Objektive Realität
Objektive Realität ist ein fester Begriff des Dialektischen Materialismus. Die objektive Realität (auch "Operationswirklichkeit") bezeichnet darin die Gesamtheit dessen, was unabhängig und außerhalb von jeglichem Bewusstsein existiert, ganz gleich, ob als Erscheinung, Eigenschaft oder Relation.
Während mit Realität, Wirklichkeit, alles bezeichnet wird, was überhaupt existiert, unabhängig davon, wie es existiert, ist die obige Definition die Restriktion, unter die der Begriff objektive Realität fällt. Insofern kann der Begriff auch synonym als "materielle Welt" oder "objektive Wirklichkeit" verwendet werden.
Erkenntnistheoretisch umfasst der Begriff objektive Realität den gleichen Inhalt wie der Materiebegriff. So wie dem Materiebegriff der Bewusstseinsbegriff erkenntnistheoretisch als Gegensatz gegenüber steht, steht dem Begriff objektive Realität der Begriff subjektive oder geistige Realität oder Perzeptionswirklichkeit gegenüber, mit dem die Welt der sinnlichen und rationalen sowie der emotionalen Widerspiegelung der objektiven Realität im Bewusstsein der Menschen gedanklich erfaßt wird.
Die Gegenposition zum Begriffsinhalt der objektiven Realität besteht in der Behauptung und Anschauung, es würde nur eine subjektive Realität existieren, die sich ideell in den Gedanken der Menschen herausbildet. Dies ist die grundlegende Position aller Formen des subjektiven Idealismus. Im Materialismus wird hingegen nur eine materielle Realität akzeptiert, die demnach auch objektiv existiert.
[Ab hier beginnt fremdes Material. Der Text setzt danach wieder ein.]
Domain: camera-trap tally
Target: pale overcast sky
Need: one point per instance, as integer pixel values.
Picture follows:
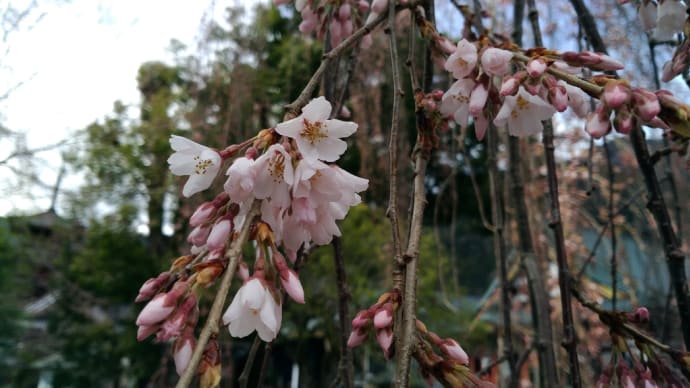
(80, 58)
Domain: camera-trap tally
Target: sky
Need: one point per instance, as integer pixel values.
(74, 62)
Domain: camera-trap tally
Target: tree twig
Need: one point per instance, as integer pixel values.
(211, 325)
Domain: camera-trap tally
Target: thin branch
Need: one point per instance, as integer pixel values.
(497, 215)
(345, 367)
(294, 107)
(556, 224)
(244, 376)
(211, 325)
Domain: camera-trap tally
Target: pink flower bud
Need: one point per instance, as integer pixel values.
(378, 6)
(384, 316)
(176, 292)
(336, 31)
(478, 98)
(146, 330)
(198, 236)
(219, 234)
(155, 311)
(646, 104)
(366, 42)
(536, 67)
(151, 286)
(615, 94)
(363, 6)
(172, 327)
(356, 338)
(291, 284)
(362, 319)
(496, 61)
(446, 45)
(598, 123)
(384, 337)
(182, 352)
(624, 121)
(202, 214)
(481, 123)
(243, 271)
(454, 351)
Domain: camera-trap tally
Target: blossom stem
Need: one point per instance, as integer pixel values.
(211, 325)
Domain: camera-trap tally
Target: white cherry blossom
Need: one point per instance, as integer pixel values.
(523, 113)
(254, 308)
(201, 163)
(318, 137)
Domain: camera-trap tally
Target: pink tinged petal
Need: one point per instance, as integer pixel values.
(577, 99)
(199, 235)
(453, 350)
(463, 60)
(481, 123)
(496, 61)
(146, 330)
(183, 354)
(219, 235)
(235, 309)
(624, 121)
(155, 311)
(290, 128)
(293, 286)
(357, 337)
(384, 316)
(647, 14)
(362, 319)
(536, 67)
(202, 214)
(598, 123)
(615, 95)
(244, 325)
(646, 104)
(385, 338)
(379, 6)
(253, 295)
(478, 98)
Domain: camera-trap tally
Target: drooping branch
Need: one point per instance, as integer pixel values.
(537, 292)
(657, 206)
(497, 215)
(211, 325)
(556, 224)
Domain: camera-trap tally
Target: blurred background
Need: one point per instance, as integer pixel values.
(92, 91)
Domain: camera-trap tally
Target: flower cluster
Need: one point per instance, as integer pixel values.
(300, 196)
(339, 19)
(641, 367)
(380, 316)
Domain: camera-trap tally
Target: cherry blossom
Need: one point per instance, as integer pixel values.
(254, 308)
(496, 61)
(199, 162)
(523, 113)
(318, 137)
(463, 61)
(456, 101)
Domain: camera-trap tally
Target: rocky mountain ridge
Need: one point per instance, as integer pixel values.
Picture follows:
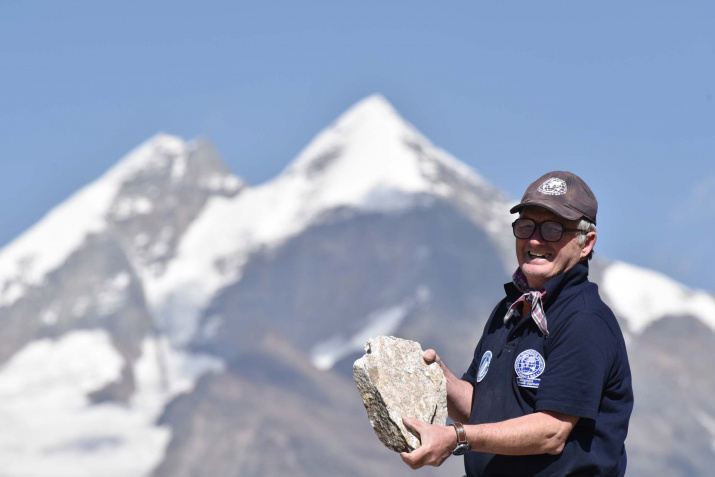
(223, 319)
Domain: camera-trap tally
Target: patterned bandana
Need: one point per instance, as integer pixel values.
(532, 297)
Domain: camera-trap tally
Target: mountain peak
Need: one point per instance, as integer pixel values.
(367, 110)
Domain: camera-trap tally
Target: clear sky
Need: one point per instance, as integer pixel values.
(622, 93)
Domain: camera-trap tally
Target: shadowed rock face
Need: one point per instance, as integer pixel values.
(327, 281)
(394, 381)
(273, 414)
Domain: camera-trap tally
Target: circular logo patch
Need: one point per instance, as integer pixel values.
(553, 186)
(528, 366)
(484, 365)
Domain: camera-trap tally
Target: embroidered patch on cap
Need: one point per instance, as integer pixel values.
(528, 366)
(553, 186)
(484, 365)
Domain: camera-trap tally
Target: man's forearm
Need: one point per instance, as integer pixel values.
(537, 433)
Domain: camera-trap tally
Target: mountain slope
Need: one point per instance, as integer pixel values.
(168, 317)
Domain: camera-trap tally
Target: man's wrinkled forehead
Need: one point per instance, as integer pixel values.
(541, 214)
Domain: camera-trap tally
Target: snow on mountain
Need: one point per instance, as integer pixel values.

Der Empirismus befasst sich weniger mit der Suche nach der objektiven Realität, als mit Experimenten, um Teile der Logik bzw. des Funktionierens der messbaren Realität zu ergründen, ohne zu entscheiden, ob die Ergebnisse subjektiv, objektiv, materiell oder immateriell sind. Allerdings versucht man dabei, allgemeingültige Zusammenhänge zu finden und Fehler, z. B. durch Untersuchungsmethoden, die das Ergebnis beeinflussen, zu vermeiden, um so eine gewisse Objektivität zu erreichen. Dabei gehen Empiristen normalerweise davon aus, dass sie sich einer tatsächlich vorhandenen objektiven Realität schrittweise nähern.
In der Religion hat es auch immer wieder Bemühungen gegeben, die Realität von Gott, Seele, Himmel, übersinnlichem oder anderem, woran ihre Vertreter glauben, zu beweisen, um so die objektive Realität dieser Bereiche zu belegen.
Mit dem berühmten Satz "Ich denke, also bin ich" (Cogito ergo sum) hat Descartes bewiesen, dass zumindest die Existenz des subjektiven eigenen Verstandes einer objektiven Realität entspricht. Strömungen in der Philosophie, die logische Argumente ablehnen, zweifeln allerdings auch an dieser Aussage.